Hey guys, my name is Madeline, but you can call me Mads for short. I’ll answer to either. This article is just me pretending to be Carrie Bradshaw, which means I have to pretend that I have even seen an episode of Sex and the City. (I have not and, in fact, had to look up if it was Sex and the City or Sex in the City because I was not sure). Unlike Carrie Bradshaw, (or my possibly inaccurate view of Carrie Bradshaw) I am perpetually single.
However, just yesterday, a momentous event occurred in my life. I was walking to the Huddle at around 7 p.m., and I held the front door open for the person behind me, like my good Catholic school training taught me to do.
Little did I know that this small act could lead to the biggest moment in my life so far, for I held the door open for a cute guy. Wow! Ring the alarm. And that is not even the best part. This man, who must also have been taught well by his own Catholic school upbringing, responded with “thanks.”
Our eyes met in a fleeting moment of passion and I quickly turned away to hide the smile creeping on my face.
Yes, this was only a small moment, but in my head, it is now so much more. Dear kind sir, I do not know your name, and only barely remember your face, but you have made a lasting impact. If you are out there, feel free to contact me. If you are a white, tall, lanky kid with brown hair who looks like his father is a lawyer, and was in LaFun at some point, still feel free to contact me.
Even if you do not reach out, that is okay, because in my head, we are booking the Basilica in 2022 for a spring wedding. It won’t be all smooth sailing in our relationship. There will be extended years of sharing one goddamn sink in a one bedroom apartment—can you clean up your toothpaste residue just once in a while?—but our fights will only drain our will to look for anything more emotionally fulfilling. And, ultimately, we will always decide to stay together just to keep the Notre Dame tradition alive. I’ll yell at you for still mentioning your ex-girlfriend, and you will shout back at me for being too clingy and selfish.
Eventually, we will separately and privately realize that we can do no better than each other, book the Basilica for the aforementioned season and year, and get married before hopefully settling in a north shore suburb of Chicago. You will work for a top four consulting company (not anything else I stg), and I will raise our two children, Charlie and Emma, while staying at home and writing my soon-to-be best selling novel.

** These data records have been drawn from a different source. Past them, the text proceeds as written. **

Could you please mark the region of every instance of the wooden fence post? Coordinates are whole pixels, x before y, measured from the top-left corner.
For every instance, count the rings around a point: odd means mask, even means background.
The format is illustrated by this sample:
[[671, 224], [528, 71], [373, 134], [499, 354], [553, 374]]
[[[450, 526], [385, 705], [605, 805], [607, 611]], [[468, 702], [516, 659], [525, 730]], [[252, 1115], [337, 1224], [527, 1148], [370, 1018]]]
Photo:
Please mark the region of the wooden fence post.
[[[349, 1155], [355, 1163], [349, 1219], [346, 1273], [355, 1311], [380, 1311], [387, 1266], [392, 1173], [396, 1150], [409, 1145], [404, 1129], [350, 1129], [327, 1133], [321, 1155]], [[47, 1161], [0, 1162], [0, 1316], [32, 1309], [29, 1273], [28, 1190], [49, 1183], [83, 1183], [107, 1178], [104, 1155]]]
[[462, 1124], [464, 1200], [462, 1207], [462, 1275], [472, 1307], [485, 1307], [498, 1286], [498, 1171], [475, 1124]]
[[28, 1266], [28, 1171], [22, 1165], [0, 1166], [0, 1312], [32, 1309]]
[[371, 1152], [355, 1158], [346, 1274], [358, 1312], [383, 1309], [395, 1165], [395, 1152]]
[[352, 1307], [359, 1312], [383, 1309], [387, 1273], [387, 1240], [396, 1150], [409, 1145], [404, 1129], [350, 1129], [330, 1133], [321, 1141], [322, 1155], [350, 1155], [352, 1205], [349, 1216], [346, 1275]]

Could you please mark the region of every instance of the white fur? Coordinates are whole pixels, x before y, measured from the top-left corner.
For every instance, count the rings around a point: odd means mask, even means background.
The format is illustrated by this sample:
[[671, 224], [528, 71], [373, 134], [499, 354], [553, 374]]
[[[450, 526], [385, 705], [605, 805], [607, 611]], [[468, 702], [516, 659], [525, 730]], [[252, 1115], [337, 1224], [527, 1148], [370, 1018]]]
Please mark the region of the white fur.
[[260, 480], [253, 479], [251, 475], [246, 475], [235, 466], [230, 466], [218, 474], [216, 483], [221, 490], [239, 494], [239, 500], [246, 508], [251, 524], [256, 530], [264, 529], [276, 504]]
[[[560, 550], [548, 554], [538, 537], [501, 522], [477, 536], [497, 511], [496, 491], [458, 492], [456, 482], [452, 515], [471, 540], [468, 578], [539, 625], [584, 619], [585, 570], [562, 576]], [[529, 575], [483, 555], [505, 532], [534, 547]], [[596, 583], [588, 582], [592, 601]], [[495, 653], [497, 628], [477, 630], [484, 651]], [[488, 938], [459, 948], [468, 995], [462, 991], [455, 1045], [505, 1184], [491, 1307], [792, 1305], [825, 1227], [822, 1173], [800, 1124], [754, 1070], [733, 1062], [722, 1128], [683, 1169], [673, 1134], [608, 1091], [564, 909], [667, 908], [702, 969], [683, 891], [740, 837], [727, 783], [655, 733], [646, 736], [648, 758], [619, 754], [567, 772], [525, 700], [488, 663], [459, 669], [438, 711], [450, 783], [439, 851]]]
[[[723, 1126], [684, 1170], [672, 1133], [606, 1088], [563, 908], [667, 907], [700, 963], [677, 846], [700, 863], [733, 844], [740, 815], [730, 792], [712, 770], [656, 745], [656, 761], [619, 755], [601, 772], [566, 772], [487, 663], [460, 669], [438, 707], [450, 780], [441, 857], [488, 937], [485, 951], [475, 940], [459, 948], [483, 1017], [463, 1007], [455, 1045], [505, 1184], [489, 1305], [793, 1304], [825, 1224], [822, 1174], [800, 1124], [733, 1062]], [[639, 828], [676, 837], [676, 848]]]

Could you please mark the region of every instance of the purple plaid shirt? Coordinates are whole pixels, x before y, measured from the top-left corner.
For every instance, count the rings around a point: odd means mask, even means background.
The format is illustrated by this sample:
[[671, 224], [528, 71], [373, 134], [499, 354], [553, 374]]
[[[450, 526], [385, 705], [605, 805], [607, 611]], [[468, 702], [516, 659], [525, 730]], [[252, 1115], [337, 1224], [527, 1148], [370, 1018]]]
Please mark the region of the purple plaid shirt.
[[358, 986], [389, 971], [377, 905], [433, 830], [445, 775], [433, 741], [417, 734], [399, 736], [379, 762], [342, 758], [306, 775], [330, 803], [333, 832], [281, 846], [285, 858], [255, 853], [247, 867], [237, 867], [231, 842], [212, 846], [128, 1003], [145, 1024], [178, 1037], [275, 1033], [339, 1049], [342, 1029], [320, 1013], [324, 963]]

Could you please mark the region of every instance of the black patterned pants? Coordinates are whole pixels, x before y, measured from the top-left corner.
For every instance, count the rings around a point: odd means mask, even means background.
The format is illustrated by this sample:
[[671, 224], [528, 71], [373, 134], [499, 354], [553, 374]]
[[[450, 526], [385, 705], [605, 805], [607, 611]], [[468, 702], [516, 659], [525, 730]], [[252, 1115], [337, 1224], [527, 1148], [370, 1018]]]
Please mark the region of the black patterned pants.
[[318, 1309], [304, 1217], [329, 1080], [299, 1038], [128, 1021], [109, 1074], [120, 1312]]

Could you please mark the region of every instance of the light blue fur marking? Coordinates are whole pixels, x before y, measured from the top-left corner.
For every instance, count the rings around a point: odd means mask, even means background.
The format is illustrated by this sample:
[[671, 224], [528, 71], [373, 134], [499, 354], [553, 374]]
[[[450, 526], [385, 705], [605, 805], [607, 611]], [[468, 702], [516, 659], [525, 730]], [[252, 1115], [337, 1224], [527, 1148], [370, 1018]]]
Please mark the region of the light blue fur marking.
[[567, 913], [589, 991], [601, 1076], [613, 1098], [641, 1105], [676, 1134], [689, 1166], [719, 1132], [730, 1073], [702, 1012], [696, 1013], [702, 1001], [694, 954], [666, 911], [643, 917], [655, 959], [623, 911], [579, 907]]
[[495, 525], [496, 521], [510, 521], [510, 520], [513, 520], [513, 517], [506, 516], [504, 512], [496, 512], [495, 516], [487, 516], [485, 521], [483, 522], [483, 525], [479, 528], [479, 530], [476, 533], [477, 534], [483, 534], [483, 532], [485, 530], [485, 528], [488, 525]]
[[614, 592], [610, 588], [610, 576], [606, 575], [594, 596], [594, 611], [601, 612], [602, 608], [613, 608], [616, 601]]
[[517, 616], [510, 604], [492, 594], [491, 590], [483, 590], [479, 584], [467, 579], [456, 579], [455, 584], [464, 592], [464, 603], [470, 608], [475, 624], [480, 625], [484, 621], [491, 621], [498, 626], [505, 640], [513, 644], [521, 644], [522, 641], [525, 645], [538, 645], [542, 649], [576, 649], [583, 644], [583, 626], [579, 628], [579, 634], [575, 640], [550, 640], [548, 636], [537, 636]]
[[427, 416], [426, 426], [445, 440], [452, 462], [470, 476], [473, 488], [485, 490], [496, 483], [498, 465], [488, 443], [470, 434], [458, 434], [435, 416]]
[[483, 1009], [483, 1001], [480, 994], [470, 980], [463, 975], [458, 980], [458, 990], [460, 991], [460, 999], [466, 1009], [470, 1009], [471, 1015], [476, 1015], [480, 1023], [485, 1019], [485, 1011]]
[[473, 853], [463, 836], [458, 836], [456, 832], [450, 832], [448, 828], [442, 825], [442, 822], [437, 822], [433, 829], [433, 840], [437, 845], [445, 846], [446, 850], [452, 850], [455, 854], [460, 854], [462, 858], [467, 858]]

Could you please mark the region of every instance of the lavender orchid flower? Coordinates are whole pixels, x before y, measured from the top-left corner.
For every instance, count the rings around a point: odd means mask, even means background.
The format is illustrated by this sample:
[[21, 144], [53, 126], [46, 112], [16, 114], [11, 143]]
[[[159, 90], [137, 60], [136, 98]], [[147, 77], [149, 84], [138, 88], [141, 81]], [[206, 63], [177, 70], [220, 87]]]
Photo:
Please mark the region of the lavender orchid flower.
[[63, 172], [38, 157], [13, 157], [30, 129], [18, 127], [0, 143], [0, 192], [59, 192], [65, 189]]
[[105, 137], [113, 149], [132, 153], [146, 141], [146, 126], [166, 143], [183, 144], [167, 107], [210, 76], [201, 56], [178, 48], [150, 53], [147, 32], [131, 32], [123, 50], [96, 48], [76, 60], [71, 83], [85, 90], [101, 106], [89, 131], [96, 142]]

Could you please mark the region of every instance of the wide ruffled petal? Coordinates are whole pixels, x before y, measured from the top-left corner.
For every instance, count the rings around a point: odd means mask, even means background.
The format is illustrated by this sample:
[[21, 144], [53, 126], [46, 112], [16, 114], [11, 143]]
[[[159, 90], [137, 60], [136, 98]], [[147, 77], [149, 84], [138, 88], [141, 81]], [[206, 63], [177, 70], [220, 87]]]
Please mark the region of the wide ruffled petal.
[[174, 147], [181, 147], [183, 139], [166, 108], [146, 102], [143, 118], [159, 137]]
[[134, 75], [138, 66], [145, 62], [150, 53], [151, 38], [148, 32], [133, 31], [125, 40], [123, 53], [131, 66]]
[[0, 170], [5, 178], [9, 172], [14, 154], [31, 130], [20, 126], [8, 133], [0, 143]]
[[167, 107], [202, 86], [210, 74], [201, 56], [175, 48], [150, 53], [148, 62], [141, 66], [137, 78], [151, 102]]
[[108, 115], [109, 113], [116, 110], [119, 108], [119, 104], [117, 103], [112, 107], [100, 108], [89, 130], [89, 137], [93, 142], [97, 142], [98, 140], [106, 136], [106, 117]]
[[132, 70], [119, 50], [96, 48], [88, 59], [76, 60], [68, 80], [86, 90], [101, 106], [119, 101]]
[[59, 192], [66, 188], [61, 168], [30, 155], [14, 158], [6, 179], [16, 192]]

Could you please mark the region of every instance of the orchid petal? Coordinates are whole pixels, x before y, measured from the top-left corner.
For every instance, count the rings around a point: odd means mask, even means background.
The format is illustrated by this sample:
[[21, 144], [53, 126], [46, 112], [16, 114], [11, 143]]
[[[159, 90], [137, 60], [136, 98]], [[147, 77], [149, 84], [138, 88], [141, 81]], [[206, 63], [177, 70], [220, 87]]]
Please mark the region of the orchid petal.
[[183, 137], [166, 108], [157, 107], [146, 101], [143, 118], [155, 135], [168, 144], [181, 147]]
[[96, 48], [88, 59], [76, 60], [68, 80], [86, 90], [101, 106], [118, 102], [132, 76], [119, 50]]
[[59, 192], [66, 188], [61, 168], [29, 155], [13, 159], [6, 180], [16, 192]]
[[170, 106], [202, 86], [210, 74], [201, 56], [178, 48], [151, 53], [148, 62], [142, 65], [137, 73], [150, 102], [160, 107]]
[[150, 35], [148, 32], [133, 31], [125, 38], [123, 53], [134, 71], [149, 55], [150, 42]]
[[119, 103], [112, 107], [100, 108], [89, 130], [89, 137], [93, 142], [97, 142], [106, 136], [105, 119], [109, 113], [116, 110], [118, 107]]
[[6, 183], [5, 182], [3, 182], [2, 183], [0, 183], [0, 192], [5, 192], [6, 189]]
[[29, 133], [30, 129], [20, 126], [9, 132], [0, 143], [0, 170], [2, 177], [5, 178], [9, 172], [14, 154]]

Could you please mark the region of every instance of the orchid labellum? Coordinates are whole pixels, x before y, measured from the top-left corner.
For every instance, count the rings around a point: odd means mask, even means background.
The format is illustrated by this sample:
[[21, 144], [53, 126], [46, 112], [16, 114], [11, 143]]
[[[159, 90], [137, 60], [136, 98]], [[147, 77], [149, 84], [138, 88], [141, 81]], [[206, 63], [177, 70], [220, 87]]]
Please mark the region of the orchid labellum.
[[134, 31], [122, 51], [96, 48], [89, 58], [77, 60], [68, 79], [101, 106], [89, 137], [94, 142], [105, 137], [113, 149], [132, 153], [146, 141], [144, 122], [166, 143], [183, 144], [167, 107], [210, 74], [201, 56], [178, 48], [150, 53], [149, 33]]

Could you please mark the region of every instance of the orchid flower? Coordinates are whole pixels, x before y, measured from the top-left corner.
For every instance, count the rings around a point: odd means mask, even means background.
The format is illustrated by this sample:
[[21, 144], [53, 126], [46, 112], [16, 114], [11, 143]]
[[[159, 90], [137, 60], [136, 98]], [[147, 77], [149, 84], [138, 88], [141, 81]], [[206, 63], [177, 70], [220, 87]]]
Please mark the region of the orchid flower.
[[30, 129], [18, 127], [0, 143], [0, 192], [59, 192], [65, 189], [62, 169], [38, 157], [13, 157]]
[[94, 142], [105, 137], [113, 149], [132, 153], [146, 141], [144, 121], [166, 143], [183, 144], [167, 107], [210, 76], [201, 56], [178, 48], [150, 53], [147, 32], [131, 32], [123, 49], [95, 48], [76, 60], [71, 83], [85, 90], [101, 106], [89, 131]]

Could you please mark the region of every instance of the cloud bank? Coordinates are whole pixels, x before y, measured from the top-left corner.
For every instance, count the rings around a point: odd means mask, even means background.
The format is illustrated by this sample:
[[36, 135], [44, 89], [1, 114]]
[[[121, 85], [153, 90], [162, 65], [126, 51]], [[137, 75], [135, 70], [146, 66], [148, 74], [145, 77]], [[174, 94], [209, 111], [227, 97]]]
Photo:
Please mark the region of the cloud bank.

We will want to get divorced after some time, but we will stay together and focus on our kids, who will definitely be going to Notre Dame or at least Boston College. I will cry when we drop off Emma at the newest Welsh/Walsh dorm, and you will comfort me before surprising me with an all-inclusive cruise to the Caribbean. Our kids will be successful, and we will retire to Naples, Florida, on the fiftieth anniversary of our love’s unceremonious death. A true romantic tale.
But for now, you are just the guy who said thank you for when I propped the door open. Call me. My favorite hobby is overthinking.